A capo, as seasoned guitarists know, is a device that attaches to the neck for changing keys. It’s useful for simplifying chord progressions, especially for musicians who play and sing at the same time. It’s a great tool for singer/guitarists to experiment with to find their natural vocal range. Here are points to keep in mind when selecting an appropriate capo for a specific guitar.
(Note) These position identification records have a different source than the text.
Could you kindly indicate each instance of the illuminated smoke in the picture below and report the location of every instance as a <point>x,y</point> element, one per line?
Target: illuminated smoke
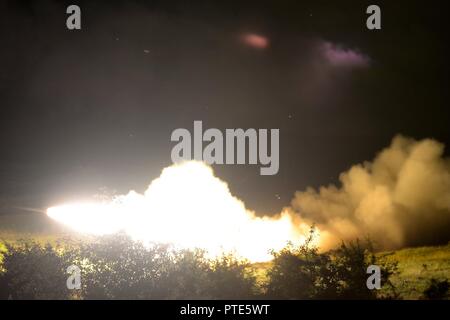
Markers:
<point>189,207</point>
<point>401,198</point>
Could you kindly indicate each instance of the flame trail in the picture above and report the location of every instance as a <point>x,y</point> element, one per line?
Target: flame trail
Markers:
<point>191,208</point>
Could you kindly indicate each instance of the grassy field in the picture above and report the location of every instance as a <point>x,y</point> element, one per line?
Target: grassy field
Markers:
<point>416,266</point>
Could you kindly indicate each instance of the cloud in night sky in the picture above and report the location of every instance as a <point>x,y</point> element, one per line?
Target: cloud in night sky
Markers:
<point>401,198</point>
<point>255,40</point>
<point>339,56</point>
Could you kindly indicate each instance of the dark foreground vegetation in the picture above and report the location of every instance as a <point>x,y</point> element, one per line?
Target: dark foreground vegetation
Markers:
<point>115,267</point>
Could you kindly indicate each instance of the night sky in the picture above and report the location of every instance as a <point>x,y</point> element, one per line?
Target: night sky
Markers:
<point>92,111</point>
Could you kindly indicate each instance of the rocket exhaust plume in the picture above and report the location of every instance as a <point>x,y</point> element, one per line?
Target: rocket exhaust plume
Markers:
<point>401,198</point>
<point>188,207</point>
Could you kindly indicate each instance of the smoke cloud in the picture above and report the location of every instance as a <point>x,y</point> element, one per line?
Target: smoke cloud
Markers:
<point>401,198</point>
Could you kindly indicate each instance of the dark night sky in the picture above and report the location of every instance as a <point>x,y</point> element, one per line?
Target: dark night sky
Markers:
<point>82,110</point>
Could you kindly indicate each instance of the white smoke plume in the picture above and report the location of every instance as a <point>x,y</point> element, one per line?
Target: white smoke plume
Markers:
<point>401,198</point>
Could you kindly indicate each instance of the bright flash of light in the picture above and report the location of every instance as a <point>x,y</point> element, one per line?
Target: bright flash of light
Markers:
<point>188,207</point>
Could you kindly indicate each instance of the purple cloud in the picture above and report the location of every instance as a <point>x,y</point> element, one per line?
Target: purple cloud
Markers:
<point>343,57</point>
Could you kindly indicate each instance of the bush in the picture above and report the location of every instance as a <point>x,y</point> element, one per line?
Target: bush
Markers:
<point>33,272</point>
<point>303,273</point>
<point>116,267</point>
<point>437,290</point>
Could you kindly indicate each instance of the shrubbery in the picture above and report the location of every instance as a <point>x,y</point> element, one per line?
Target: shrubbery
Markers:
<point>115,267</point>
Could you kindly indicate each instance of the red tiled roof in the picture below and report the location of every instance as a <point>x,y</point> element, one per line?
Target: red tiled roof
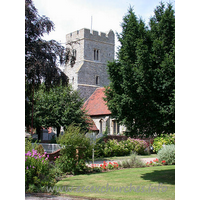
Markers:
<point>92,126</point>
<point>95,105</point>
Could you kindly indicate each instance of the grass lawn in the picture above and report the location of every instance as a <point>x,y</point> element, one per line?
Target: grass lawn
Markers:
<point>136,183</point>
<point>124,157</point>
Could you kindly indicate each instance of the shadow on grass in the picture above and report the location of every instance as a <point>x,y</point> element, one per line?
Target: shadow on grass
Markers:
<point>161,176</point>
Starting with Fingerboard Width
For many guitarists who play both acoustic and electric, many capos can be used for either. Guitars come in many shapes and sizes, but if one were to divide them into categories besides electric and acoustic, two broad musical categories are classical and contemporary. Classical guitars have wider necks than those designed for folk, rock, country and soul. Physically, capos are categorized by their designs, such as:
- Clutch – clamps onto the neck
- Lever – squeezes onto the neck
- Partial Capo – short arm that clamps on certain strings
A capo designed for classical guitars with nylon strings are wider than those for steel string guitars. Capos for 12-string guitars will also be wider to accommodate the wider neck. The clamp-style capo is usually based on spring-tension or thumbscrew mechanisms for making adjustments. The thumbscrew capos put less pressure on the strings and allow for better fine-tuning, whereas the spring-tension capos are easier to move faster but often lack a component for adjustments.
Quality, Feel and Aesthetics
Not all capos are created equal, as prices range from about $10 to $40. High quality capos are usually more lightweight and easier to move up and down the fingerboard. These type of capos may also have features such as the capability of being stored on the peghead or behind the nut.
Part of a guitarist’s decision for an appropriate capo should be based on whether it helps or hinders playing style. The capo should not get in the way of the hand that fingers the notes and chords. One of the problems with the thumbscrew model is that the capo can interfere with palm action, depending on hand position.
Finally, capos come in various colors, which matters to the more esoteric players who play close attention to detail and want the capo to match the color of the guitar. Just like picking a guitar, finding the right capo will be different for each individual based on their playing style and personal preference.